Si no hubiera recorrido todas las librerías a mi paso para encontrarte y atesorar tu destrucción y tu humor como una biblia pagana e inquietante que me explicaba el principio y el fin de muchas cosas, no llevaría años exigiéndote con el argumento aplastante de la necesidad que me regales de nuevo un poema.
Pero tu te sacas del bolsillo esa retahíla de excusas que no se sostienen y te agarras a la prosa de unas memorias que cuenten lo que nunca has contado en ese deambular de tu vida mirando siempre de reojo a tu alrededor.
No quiero leer tu recuerdo, quiero intuir tu presente entrelineas y sentirme especial por haber pertenecido a tu mundo acorazado.
Quiero al poeta, y al hombre que un 2 de enero me deseó el feliz año con un beso inesperado y maravilloso. Quiero seguir ilusionándome con la esperanza de que alguna de todas las complicidades que compartimos entonces se quedaron contigo y un guiño travieso como tu sonrisa me sorprenderá en una frase un día.

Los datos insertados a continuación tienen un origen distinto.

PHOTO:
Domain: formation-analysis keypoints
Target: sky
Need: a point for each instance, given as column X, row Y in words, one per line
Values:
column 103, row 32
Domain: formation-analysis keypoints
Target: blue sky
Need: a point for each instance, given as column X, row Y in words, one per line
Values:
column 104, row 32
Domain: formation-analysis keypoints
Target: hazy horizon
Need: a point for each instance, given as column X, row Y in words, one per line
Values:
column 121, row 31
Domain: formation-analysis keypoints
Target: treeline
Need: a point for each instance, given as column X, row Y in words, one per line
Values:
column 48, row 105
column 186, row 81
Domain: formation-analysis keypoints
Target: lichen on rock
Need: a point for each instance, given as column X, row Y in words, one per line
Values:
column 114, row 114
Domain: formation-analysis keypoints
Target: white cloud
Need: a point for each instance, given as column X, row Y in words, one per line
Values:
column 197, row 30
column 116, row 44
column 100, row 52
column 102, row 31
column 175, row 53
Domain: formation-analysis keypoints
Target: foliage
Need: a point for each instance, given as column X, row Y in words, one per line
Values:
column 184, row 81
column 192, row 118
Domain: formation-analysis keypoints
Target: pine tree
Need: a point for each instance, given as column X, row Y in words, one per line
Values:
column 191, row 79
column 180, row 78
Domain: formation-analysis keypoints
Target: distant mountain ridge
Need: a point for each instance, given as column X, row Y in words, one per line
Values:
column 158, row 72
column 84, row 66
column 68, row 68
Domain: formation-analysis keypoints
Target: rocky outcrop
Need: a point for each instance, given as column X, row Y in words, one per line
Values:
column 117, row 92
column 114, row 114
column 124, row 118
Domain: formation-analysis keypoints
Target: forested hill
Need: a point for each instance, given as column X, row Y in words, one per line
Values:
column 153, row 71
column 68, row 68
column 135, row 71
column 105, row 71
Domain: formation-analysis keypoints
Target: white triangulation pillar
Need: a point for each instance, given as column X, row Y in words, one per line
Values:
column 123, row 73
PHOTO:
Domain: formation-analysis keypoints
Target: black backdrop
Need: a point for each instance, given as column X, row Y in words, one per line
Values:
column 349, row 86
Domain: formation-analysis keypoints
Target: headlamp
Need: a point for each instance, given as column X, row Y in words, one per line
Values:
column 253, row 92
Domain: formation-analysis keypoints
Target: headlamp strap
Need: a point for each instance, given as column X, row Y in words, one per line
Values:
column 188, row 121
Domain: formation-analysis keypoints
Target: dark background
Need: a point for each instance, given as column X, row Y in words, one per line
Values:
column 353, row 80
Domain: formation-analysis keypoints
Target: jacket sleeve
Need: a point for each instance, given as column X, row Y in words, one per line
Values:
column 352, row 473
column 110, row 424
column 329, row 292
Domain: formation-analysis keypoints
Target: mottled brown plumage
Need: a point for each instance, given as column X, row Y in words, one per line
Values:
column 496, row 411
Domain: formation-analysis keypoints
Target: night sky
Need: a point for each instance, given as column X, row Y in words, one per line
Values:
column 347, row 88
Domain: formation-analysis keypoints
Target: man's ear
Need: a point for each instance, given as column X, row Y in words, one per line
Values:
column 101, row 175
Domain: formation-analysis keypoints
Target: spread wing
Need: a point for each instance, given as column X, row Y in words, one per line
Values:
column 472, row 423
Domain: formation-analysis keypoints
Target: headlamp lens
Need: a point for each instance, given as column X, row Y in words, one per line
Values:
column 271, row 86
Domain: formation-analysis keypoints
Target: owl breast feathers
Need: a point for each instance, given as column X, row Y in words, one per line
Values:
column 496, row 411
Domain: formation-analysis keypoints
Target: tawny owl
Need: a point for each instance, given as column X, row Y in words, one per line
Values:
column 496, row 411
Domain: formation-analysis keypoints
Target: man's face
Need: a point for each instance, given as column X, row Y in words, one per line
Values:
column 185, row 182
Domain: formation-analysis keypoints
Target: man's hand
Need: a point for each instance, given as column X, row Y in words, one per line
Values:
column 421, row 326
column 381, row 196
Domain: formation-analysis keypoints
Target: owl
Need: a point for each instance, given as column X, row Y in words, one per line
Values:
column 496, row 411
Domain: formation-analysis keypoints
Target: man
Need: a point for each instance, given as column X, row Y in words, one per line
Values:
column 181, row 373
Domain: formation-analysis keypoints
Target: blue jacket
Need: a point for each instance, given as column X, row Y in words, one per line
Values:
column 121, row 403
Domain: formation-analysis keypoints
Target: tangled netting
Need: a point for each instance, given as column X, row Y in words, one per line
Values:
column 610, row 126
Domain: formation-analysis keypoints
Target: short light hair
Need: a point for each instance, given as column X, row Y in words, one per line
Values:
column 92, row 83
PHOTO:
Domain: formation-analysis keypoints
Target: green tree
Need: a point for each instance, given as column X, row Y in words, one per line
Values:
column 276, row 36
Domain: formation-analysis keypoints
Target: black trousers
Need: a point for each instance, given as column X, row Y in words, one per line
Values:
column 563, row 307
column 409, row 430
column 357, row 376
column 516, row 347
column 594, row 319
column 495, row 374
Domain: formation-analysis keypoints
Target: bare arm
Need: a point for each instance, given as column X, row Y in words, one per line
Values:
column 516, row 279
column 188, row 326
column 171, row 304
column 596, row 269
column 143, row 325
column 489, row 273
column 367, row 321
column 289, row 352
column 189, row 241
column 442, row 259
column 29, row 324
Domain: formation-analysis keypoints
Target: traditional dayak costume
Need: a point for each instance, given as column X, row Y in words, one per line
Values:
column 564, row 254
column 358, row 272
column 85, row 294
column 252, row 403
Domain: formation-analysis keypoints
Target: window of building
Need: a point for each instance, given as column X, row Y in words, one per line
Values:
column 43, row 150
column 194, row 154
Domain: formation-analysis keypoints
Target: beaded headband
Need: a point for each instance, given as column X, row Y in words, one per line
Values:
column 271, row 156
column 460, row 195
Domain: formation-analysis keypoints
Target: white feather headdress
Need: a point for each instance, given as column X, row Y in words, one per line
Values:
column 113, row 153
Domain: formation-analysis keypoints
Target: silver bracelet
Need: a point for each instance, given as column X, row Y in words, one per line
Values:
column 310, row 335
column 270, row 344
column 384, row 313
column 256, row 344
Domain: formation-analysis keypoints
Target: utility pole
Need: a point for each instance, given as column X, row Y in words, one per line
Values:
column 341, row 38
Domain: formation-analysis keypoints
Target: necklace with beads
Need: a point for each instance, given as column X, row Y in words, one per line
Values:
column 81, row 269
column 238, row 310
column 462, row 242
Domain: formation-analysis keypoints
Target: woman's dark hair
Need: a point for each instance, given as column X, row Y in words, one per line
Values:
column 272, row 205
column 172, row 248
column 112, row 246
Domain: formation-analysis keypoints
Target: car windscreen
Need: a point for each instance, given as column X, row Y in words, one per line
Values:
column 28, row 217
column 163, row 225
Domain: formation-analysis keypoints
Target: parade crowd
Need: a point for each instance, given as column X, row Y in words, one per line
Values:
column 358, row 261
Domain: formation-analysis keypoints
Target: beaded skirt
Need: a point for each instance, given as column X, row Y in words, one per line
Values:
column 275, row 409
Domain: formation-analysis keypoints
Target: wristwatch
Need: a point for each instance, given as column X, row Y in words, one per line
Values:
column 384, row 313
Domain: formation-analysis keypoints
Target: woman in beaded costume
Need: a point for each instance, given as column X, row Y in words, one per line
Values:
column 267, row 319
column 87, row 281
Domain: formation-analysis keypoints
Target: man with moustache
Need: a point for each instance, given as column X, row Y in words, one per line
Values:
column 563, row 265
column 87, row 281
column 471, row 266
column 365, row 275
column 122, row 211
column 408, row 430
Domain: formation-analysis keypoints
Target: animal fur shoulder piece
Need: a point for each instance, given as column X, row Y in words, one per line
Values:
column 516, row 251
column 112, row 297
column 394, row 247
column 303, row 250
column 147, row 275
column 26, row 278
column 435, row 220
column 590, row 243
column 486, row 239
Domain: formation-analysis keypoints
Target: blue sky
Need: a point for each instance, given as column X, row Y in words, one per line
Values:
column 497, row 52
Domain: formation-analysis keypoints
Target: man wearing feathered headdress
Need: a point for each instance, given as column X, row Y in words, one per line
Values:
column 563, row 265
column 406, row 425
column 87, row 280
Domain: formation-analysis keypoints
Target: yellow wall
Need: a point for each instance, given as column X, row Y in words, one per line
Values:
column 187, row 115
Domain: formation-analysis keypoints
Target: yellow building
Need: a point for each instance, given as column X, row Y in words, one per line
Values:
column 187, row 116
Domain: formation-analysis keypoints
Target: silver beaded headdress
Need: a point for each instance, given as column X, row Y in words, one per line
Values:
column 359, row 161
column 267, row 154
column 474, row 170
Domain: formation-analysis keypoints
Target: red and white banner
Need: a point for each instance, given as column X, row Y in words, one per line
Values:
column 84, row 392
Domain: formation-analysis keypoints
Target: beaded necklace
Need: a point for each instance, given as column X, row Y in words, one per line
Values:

Leeré el tomo 1, esperaré pacientemente un rincón en el 3, pero a lo que no renunciaré jamás es al Ulises que una tarde me abrió sus brazos y me alimentó con sus versos.
Ya ves, yo también soy reincidente.
javier dijo
Me has emocionado... (Bueno, sólo un poco, porque yo no puedo decir que me emociono, soy un escéptico y un irónico, ¿o no?). Me gusta cuando escribes así, directo al objetivo (iba a decir al corazón, pero me pareció excesivo para mí). Cuando me deje de estos juegos, a lo mejor, algún día vuelvo a escribir poesía. Y tú tendrás tu gran parte de culpa.